Я любила его. Я ему доверяла. Я хотела быть с ним постоянно. Он обращался со мной как с драгоценностью, будто важнее меня нет ничего на свете, и я надеялась, что Джетро знает – я чувствую к нему то же самое. Я уже не представляла жизни без него.
– Знаешь, а ведь я до сих пор почти ничего не знаю о том, чем ты занимаешься.
– А чем я занимаюсь? – пискнула я, вздрогнув и стараясь удержать нить разговора, одновременно справляясь со ступором из-за открытия, что действительно люблю Джетро.
Я еще ни разу не влюблялась.
Но я люблю Джетро.
Я его люблю.
– Ты говорила, что пишешь сценарии, но почти ничего не рассказываешь о своей актерской работе.
Забавно. Неужели мы никогда не говорили о моей работе? А мне казалось, что я только и распространяюсь, что об актерской игре.
– О моей работе?
– Да.
Губы растянулись в невольной улыбке, а сердце пропустило несколько ударов.

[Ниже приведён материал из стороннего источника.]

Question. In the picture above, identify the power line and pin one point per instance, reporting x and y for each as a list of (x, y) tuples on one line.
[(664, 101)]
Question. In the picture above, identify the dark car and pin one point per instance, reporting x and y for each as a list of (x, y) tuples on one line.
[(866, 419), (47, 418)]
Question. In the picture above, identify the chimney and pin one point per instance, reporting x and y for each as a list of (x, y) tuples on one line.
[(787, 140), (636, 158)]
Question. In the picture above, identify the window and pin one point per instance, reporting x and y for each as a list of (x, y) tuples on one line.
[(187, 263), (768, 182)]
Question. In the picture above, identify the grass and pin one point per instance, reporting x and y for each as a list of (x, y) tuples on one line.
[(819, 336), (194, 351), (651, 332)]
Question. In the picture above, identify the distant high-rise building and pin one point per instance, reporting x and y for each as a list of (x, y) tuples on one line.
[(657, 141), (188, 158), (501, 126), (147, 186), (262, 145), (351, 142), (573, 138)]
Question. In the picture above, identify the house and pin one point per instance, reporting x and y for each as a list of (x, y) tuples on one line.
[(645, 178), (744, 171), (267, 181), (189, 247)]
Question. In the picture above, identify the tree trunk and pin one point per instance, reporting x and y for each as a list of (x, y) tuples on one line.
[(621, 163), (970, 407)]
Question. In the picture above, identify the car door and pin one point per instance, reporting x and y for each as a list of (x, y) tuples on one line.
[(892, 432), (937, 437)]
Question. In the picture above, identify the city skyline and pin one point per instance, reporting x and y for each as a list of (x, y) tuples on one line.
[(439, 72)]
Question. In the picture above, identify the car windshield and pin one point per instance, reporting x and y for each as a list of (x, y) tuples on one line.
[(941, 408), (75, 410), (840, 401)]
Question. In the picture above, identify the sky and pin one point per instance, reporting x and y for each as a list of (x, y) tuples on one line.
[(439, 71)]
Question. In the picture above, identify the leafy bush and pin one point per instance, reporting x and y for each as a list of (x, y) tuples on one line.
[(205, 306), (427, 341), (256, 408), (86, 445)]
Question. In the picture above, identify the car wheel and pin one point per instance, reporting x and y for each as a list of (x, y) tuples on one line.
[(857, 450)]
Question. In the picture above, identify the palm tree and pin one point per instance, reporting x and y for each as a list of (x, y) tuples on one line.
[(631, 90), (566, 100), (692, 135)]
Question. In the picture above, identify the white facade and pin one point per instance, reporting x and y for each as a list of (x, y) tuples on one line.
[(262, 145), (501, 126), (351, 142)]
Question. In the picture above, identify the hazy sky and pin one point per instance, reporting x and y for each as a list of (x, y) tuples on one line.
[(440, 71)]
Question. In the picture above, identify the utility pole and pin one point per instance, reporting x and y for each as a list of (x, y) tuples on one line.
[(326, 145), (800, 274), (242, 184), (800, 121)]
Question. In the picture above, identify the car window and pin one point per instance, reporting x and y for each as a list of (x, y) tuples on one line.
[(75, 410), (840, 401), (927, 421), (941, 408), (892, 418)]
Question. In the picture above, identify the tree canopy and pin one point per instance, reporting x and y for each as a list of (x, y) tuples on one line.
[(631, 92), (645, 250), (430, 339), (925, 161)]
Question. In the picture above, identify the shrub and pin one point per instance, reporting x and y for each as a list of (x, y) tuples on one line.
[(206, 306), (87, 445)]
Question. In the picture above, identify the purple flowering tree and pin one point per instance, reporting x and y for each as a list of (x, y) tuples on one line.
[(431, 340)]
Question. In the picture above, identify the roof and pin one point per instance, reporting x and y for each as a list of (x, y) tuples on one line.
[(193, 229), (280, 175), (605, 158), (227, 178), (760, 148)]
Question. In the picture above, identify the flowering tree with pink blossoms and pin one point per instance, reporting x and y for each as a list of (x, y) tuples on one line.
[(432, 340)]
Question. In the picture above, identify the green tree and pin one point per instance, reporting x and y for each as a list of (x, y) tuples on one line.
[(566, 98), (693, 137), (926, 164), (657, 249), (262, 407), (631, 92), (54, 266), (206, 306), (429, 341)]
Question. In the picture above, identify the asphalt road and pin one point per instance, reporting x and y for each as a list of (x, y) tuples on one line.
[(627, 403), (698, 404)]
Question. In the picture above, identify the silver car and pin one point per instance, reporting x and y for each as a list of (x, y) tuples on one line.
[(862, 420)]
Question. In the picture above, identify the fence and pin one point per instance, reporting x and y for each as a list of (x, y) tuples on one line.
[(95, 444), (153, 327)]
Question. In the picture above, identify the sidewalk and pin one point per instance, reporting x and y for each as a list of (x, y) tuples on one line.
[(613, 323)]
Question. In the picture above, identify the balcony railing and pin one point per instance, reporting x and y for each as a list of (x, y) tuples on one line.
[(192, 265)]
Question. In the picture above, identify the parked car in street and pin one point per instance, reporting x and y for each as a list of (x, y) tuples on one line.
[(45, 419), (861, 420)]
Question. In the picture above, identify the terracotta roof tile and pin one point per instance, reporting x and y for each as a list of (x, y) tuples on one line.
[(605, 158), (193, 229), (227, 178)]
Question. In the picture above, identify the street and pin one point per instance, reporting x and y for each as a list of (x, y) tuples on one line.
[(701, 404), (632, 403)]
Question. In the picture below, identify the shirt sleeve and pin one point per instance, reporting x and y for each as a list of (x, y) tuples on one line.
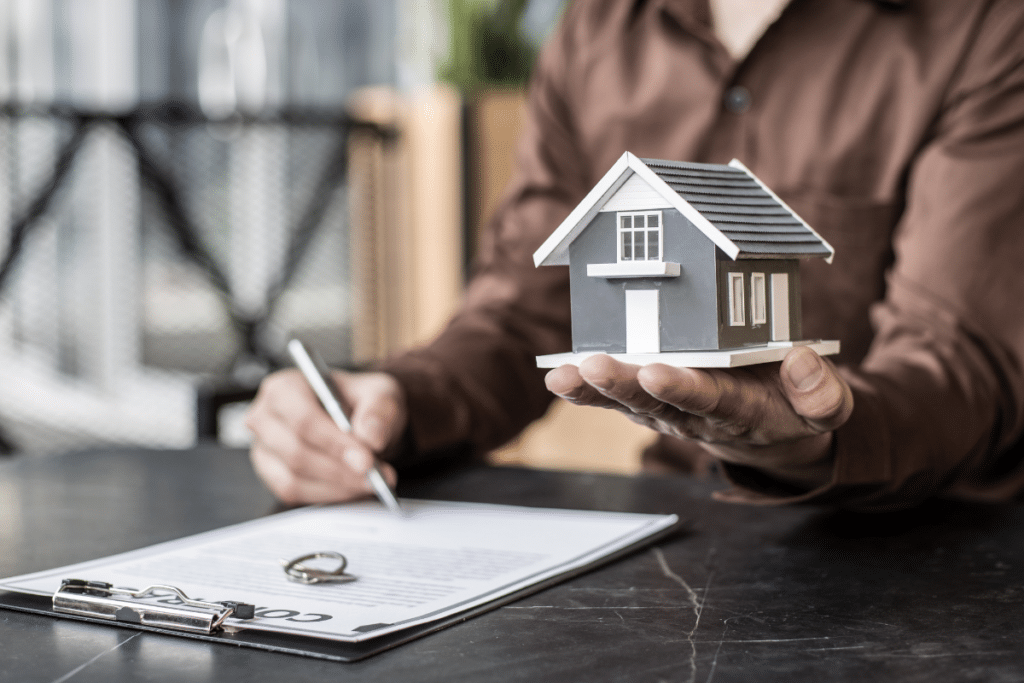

– Значит, ты не читал обо мне в интернете?
– Нет, – с улыбкой ответил Джетро, явно довольный тем, что обрадовал меня.
Да, я действительно его люблю.
– То есть вообще не искал? Ни в Гугле, ни в Йеху, ни в Бинге?
– Не знаю, что такое Бинг, но звучит так, что нам, пожалуй, стоит потом это попробовать.
– Не стоит. Это срамной сосуд загубленных надежд, куда уходят умирать мечты и поиски, – пошутила я, потому что уже знала, что люблю Джетро, и поэтому нервничала.
– Нет, ну, от срамных сосудов загубленных надежд нам точно стоит держаться подальше, – Джетро улыбался мне, даже когда глядел испытующе, и его баритон стал густым и бархатистым. Я любила даже его голос. Можно сказать, даже особенно любила его голос.
– Тебе неприятно говорить о своей работе?
– Нет, вовсе нет. Мне просто не верится, что мы еще не касались этой темы. Обычно со мной только об этом и говорят.
Джетро, видимо, не понравились мои слова, потому что он заметно помрачнел. Это правда, со мной почти всегда говорят сугубо о моей работе, фильмах или о том, каково быть актрисой, но я не признавалась в этом вслух и даже не отдавала себе в этом отчета.
А Джетро, хотя нашему знакомству уже несколько месяцев, впервые спросил меня о работе. Ну, был еще один момент, когда он думал, что меня зовут Сара: тогда я назвалась ему сценаристкой.